Near Paroikia, at Psychopiana valley, lies the Valley of the Butterflies, an amazing, green, bushy plain, where endless flocks of butterflies rest from May until late August.
North of Paroikia, following the signs to Dilios Apollon Temple, we arrive onto a hill with an amazing view where the temple was founded during the 5th century BC, and apart from the altar with its yard, it also included an Artemis (Diana) small temple and a small place where symposiums were held.

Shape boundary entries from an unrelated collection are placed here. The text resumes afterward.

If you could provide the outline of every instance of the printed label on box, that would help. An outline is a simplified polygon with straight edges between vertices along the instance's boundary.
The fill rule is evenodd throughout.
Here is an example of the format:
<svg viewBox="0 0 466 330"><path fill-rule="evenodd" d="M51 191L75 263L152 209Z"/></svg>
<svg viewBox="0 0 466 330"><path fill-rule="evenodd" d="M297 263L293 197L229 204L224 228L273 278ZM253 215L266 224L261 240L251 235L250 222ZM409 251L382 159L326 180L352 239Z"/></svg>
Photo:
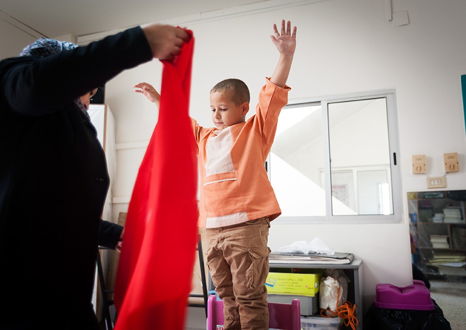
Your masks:
<svg viewBox="0 0 466 330"><path fill-rule="evenodd" d="M269 293L294 294L314 296L319 292L322 273L269 273L266 280Z"/></svg>

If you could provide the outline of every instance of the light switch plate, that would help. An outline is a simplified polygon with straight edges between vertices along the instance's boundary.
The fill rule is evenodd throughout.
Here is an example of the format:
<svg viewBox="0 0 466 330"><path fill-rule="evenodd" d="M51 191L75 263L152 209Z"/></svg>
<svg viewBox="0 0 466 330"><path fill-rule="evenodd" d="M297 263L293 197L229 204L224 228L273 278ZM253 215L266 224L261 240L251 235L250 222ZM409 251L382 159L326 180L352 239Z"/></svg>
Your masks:
<svg viewBox="0 0 466 330"><path fill-rule="evenodd" d="M445 177L430 177L427 178L427 188L446 188L447 178Z"/></svg>
<svg viewBox="0 0 466 330"><path fill-rule="evenodd" d="M457 152L443 154L443 161L445 172L458 172L459 170Z"/></svg>
<svg viewBox="0 0 466 330"><path fill-rule="evenodd" d="M413 155L413 174L426 173L426 155Z"/></svg>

Northeast of Paroikia, at the Paros mountains, lies the Loggovarda monastery, whose monks -strictly a male monastery, entrance to women is forbidden- are very creative and talented, as some of them are into byzantine icon art, others into bookbinding art and the rest are occupied with the wine-production and the cultivation of the monastery's fields.
Before Lefkes, the small but beautiful and total-white Marathi, has 3 churches at the east and the ancient marble quarries of the famous Paros marble, of unique clarity and quality, has been a source of wealth for the island from ancient years and for many centuries on.